Comparing Exertional Heat Illness Risk Factors Between Patients and Controls

Exertional Heat Illness Clinical Trial

Official title:

Comparison of Novel Putative Risk Factors for Exertional Heat Illness Between a Military Patient Cohort and Matched Control Cohort During Exercise Heat Stress

Clinical Trial Details — Status: Completed

Administrative data

• NCT number: NCT05303142
• Other study ID #: 209321
• Status: Completed
• Start date: February 1, 2022
• Est. completion date: March 6, 2023

Study information

• Verified date: May 2023
• Source: University of Portsmouth
• Contact: n/a
• Is FDA regulated: No
• Study type: Observational

Clinical Trial Summary

The arduous nature of military training and operations require personnel to encounter high heat load, e.g., during intense physical exertion, particularly in the heat. These conditions reduce operational effectiveness and expose personnel to a risk of incapacitation and death from exertional heat illness (EHI). The primary aim of this study is to compare putative 'chronic' EHI risk factors between a cohort who have suffered a history of EHI and a control cohort with no EHI history. The secondary aim is to examine the influence of these EHI risk factors on thermoregulation during a standard heat tolerance assessment.

Description:

Military training and operations present a risk of incapacitation and death from Exertional Heat Illness (EHI). However, widely accepted EHI risk factors are absent in almost half of all United Kingdom (UK) military EHI cases, indicating that a significant number of EHI cases in military personnel involve alternative risk factors. Risk factors for EHI can been classified along a spectrum ranging from acute (e.g. recent poor sleep) to chronic (e.g. low fitness), with the role of chronic risk factors supported by the observation that individuals who have suffered an EHI are at a substantially increased risk of subsequent EHI. The primary aim of this study is to compare putative 'chronic' EHI risk factors (e.g. composition of gastrointestinal (GI) microbiome, infection and inflammation, trait-like psychological factors) between a cohort who have suffered a history of EHI and a control cohort with no EHI history. The secondary aim is to examine the influence of these EHI risk factors on thermoregulation during a standard heat tolerance assessment.

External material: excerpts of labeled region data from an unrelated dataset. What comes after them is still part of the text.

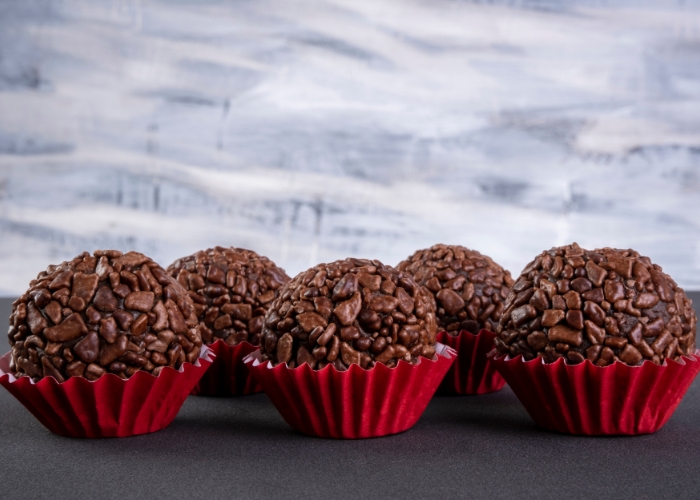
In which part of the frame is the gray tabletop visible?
[0,293,700,499]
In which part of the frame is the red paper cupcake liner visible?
[493,353,700,436]
[0,346,214,438]
[246,344,456,439]
[437,330,506,395]
[192,340,262,396]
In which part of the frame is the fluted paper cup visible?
[246,344,456,439]
[493,353,700,436]
[192,340,262,396]
[437,329,506,395]
[0,346,214,438]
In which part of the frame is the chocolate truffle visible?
[168,247,289,346]
[260,259,437,371]
[397,244,513,335]
[8,250,202,382]
[495,243,697,366]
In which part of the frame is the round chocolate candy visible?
[8,250,202,382]
[168,247,289,346]
[495,243,697,366]
[397,244,513,335]
[260,259,437,371]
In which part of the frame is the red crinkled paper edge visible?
[437,329,506,395]
[192,340,262,396]
[0,346,214,438]
[493,352,700,436]
[245,344,456,439]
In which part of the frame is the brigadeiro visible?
[0,250,209,437]
[243,259,454,438]
[397,244,513,394]
[493,243,700,434]
[168,247,289,396]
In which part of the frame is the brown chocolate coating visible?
[260,259,437,371]
[168,247,289,346]
[495,243,697,366]
[397,244,513,335]
[8,250,202,382]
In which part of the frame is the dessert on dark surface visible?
[260,258,437,371]
[397,244,513,335]
[8,250,202,382]
[168,247,289,346]
[495,243,697,366]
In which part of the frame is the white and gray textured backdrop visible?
[0,0,700,295]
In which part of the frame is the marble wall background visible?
[0,0,700,296]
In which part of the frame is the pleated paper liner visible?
[192,340,262,396]
[0,346,214,438]
[437,329,506,395]
[246,344,456,439]
[493,353,700,436]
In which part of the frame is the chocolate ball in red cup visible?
[246,258,455,439]
[168,247,289,396]
[0,250,211,437]
[492,243,700,435]
[397,244,513,394]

Recruitment information / eligibility

• Status: Completed
• Enrollment: 95
• Est. completion date: March 6, 2023
• Est. primary completion date: March 6, 2023
• Accepts healthy volunteers: Accepts Healthy Volunteers
• Gender: All
• Age group: 18 Years to 40 Years

Eligibility

Inclusion Criteria:

Individuals with a history of EHI:

• Previous EHI episode

• Normal resting ECG

• Male or female

• 18 - 40 years

Control participants:

• No previous history of EHI

• Normal resting ECG

• Male or female

• 18 - 40 years

Related Conditions & MeSH terms

• Exertional Heat Illness
• Heat Stress Disorders

Intervention

Other:
• Heat Tolerance Assessment
60-90 minutes exercise in hot (34 °C; 45% R.H.) conditions at 60%VO2max

Locations

Country	Name	City	State
United Kingdom	University of Portsmouth	Portsmouth	Hampshire

Sponsors (5)

Lead Sponsor	Collaborator
University of Portsmouth	Headquarters Army Recruiting and Initial Training Command (UK), Institute of Naval Medicine (UK), Liverpool John Moores University, Public Health Wales (UK)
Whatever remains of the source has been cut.